# Arts Fest Birmingham



## miss direct (Sep 4, 2006)

Is anyone going to Arts Fest this weekend?

I have a friend coming to stay and we're hoping to catch loads of events. 

www.artsfest.org.uk


----------



## chio (Sep 4, 2006)

Didn't certain Urbanites used to use it as an excuse to get off their faces?


----------



## Roadkill (Sep 4, 2006)

Like we need an excuse?


----------



## aqua (Sep 4, 2006)

we used to have big meets for it for the last 3 but not this year 

Time for a change me thinks

I'll be pottering around a bit on Saturday but I'm a bit uninspired this year tbh


----------



## E.J. (Sep 4, 2006)

I've got nothing else better to do on Saturday.

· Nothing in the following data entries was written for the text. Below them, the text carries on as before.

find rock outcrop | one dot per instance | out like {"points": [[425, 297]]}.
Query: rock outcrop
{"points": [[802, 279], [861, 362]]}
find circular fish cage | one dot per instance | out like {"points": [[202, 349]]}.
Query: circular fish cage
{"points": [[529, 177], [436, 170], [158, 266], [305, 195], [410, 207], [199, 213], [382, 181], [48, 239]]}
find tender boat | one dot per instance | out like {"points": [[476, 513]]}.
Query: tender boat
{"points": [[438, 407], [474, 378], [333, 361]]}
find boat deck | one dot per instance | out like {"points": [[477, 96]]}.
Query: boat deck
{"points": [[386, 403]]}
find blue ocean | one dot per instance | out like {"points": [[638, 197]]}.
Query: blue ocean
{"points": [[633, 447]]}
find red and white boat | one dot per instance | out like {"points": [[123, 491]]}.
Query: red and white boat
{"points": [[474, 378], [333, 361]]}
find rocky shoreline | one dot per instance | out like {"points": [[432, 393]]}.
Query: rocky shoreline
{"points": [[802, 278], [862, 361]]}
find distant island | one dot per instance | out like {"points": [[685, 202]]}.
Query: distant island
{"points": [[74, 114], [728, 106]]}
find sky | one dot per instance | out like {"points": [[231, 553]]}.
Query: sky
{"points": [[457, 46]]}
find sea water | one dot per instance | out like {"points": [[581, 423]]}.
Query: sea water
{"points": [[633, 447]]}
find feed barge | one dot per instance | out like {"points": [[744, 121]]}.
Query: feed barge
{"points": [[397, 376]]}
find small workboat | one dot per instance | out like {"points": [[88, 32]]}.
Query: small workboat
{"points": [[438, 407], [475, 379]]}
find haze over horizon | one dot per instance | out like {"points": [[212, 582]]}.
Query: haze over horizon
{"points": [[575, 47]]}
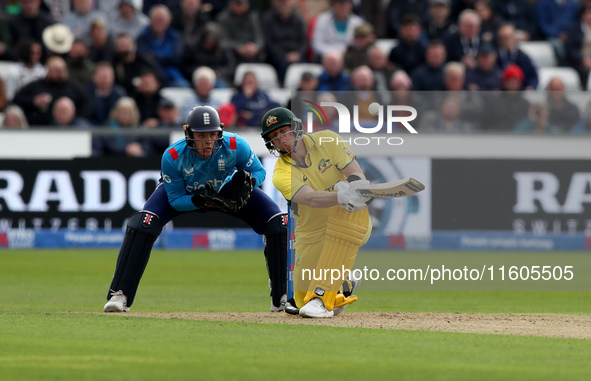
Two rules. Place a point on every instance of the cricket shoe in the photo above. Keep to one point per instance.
(347, 290)
(315, 309)
(281, 306)
(291, 309)
(117, 303)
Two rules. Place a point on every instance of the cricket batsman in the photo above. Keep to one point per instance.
(317, 173)
(208, 170)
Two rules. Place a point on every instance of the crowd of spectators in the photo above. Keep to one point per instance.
(103, 63)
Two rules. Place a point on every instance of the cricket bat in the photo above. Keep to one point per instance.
(399, 188)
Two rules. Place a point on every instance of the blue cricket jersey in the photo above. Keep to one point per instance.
(183, 171)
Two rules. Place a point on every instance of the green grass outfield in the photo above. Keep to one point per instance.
(52, 327)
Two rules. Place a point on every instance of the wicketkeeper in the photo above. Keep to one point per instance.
(317, 173)
(208, 170)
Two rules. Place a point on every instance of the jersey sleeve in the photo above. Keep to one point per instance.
(174, 184)
(246, 160)
(341, 153)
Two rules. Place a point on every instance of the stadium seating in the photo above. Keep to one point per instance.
(386, 44)
(568, 75)
(265, 73)
(9, 73)
(295, 71)
(541, 53)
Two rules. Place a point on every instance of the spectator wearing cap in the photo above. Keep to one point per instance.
(80, 67)
(357, 52)
(507, 107)
(204, 79)
(563, 113)
(242, 32)
(30, 22)
(429, 76)
(81, 17)
(163, 44)
(520, 13)
(128, 63)
(510, 54)
(37, 98)
(463, 44)
(486, 76)
(128, 20)
(410, 51)
(333, 78)
(101, 43)
(285, 36)
(438, 23)
(104, 93)
(189, 18)
(334, 28)
(64, 115)
(207, 50)
(397, 10)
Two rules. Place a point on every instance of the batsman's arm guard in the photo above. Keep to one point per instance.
(276, 255)
(143, 228)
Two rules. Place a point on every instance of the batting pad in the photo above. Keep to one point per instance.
(344, 235)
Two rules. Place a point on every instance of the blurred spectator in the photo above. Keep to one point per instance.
(242, 31)
(583, 126)
(28, 56)
(147, 95)
(486, 76)
(429, 76)
(64, 114)
(101, 46)
(103, 93)
(555, 18)
(14, 117)
(188, 19)
(207, 50)
(58, 39)
(520, 13)
(37, 98)
(334, 28)
(80, 67)
(397, 10)
(285, 36)
(447, 118)
(30, 22)
(5, 38)
(462, 45)
(162, 43)
(537, 121)
(357, 53)
(167, 116)
(489, 21)
(81, 17)
(251, 102)
(363, 95)
(509, 106)
(377, 60)
(509, 54)
(124, 115)
(128, 20)
(410, 51)
(204, 79)
(578, 44)
(333, 78)
(129, 63)
(438, 24)
(563, 113)
(228, 115)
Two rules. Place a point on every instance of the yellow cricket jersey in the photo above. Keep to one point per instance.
(324, 161)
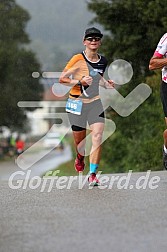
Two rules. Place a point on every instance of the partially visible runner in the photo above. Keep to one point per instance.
(159, 60)
(20, 145)
(84, 72)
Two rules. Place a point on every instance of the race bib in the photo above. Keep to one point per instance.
(74, 106)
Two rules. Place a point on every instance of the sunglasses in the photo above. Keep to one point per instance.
(93, 38)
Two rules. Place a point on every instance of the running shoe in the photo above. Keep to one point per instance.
(92, 179)
(164, 160)
(79, 164)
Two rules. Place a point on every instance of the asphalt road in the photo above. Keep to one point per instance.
(89, 219)
(47, 162)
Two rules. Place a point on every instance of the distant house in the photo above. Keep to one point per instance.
(44, 117)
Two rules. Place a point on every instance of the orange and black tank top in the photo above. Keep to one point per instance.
(80, 66)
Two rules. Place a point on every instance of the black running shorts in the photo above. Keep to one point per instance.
(91, 113)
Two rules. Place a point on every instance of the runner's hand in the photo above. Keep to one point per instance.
(86, 80)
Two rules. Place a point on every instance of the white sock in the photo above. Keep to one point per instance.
(165, 149)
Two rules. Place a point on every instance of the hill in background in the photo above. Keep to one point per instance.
(56, 29)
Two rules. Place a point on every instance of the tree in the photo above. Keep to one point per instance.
(16, 65)
(134, 27)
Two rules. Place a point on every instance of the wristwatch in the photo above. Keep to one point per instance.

So i've got to come down to Brum for Artsfest 2006, for the "planned" piss up excuse!  I'll be around in the City Centre ar around 3 or 4pm.


----------



## beesonthewhatnow (Sep 4, 2006)

I'd love to go but I'm working all weekend in London 

Tis a shame, it'll be the first one I've not been to in years - Bhangrafest on the friday night looks good as well


----------



## longdog (Sep 5, 2006)

chio said:
			
		

> Didn't certain Urbanites used to use it as an excuse to get off their faces?



That's putting it mildly


----------



## aqua (Sep 11, 2006)

so who went then? what was it like? did you see anyone good?


----------



## longdog (Sep 11, 2006)

If they can remember it they haven't enjoyed it to the full.


----------